Faced with the steep cost of insurance, many people — especially healthy young people — choose to go without. Fine — but if they then incur high medical expenses, they ought to accept the primary responsibility for paying for the services they have received.

Consider this proposal: If an uninsured person incurs medical expenses and leaves an unpaid balance, the provider must try for 90 days to collect. At that point the unpaid balance is posted to an account in the patient’s name, managed for the government by a credit-card company. Each year the account manager reports to the patient his or her balance, on the equivalent of an IRS 1099 form. When preparing that year’s taxes, the individual must include a stated fraction of that amount in his or her gross income. (The same result could be achieved with an inverse tax credit.)

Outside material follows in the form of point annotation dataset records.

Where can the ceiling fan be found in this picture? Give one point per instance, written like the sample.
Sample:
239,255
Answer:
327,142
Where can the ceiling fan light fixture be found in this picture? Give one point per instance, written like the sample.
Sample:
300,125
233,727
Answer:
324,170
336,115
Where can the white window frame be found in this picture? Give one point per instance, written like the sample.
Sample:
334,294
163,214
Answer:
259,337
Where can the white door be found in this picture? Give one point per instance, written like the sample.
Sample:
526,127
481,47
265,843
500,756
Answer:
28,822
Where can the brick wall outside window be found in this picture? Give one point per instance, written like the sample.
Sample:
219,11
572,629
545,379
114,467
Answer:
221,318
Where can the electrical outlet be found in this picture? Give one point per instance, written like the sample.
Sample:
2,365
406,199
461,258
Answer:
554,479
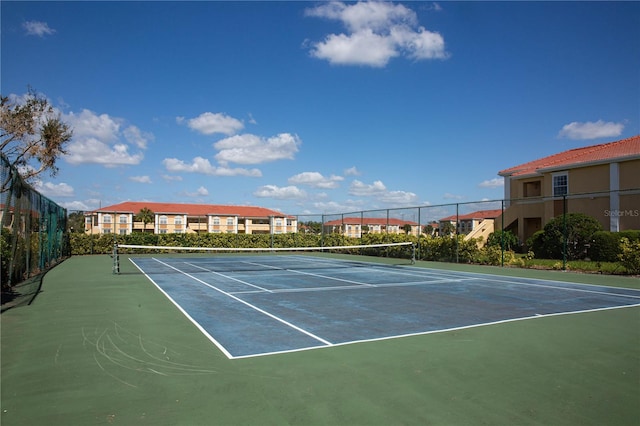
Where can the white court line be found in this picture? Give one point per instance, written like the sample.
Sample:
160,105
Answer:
262,311
354,287
317,275
444,330
228,277
186,314
560,285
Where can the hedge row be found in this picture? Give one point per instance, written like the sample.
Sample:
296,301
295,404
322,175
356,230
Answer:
606,247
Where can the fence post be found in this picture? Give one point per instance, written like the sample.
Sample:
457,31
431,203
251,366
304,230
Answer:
502,233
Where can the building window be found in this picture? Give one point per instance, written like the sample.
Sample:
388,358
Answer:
532,189
560,184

The fraction reported would be graduated according to the patient’s income and the amount of the balance due. For a high-income taxpayer with a low account balance, the amount subject to tax the first year might be 100 percent of the balance. For a taxpayer with minimal income, the balance would carry over undiminished to the following year.

Thus the uninsured patient would be required to pay off the unpaid balance via income-tax payments year after year until it is retired. Whether the account balance would be adjusted upward annually to match the depreciation of the dollar, whether interest would be charged on the average balance, whether the IRS would have a claim on a decedent’s estate for the unpaid balance, and whether such liabilities would survive bankruptcy are questions for policymakers to decide. A further question is how much of the tax payment collected the government would deduct to cover administrative costs before remitting the remainder to the providers who weren’t paid for their services.

In sum, the proposal says to the person who prefers not to obtain insurance: “Your government will not fine you for failing to buy health insurance. But if you are unlucky enough to run up a big medical bill that you can’t pay from your assets, you will be paying a piece of it off every year at tax time, possibly for the rest of your life. Are you sure you wouldn’t prefer to invest in a high-deductible insurance policy with limited mandates, with a cap on out-of-pocket payments, and with your own tax-free Health Savings Account?”

It will be objected that it might be years — if ever — before an ordinary individual could pay off a large hospital bill through annual income-tax payments. That’s true. But the proposal at least fixes the economic responsibility for paying for services received upon the person benefiting from the services, and it sets up a virtually effort-free mechanism for paying.

To the extent the government returns the tax collections from this provision to the unpaid providers, the proposal will also reduce the otherwise unavoidable cost shift to insured patients via higher premiums.

This plan is a clear conceptual alternative to the government forcing every citizen to buy government-approved insurance. The uninsured patient will be spared an oppressive government mandate to buy coverage. But the patient will know that if he or she suddenly requires expensive medical care, the consequence of having failed to enroll in suitable coverage will be reduced after-tax income. That will emphasize that the unpaid bill remains the patient’s responsibility, not society’s.

No scheme is perfect. If expenses are incurred, somebody has to bear the burden. But by obviating the argument for an illiberal individual mandate, such an income-tax-based recapture plan has a lot to recommend it.

– John McClaughry is president of the Ethan Allen Institute in Vermont.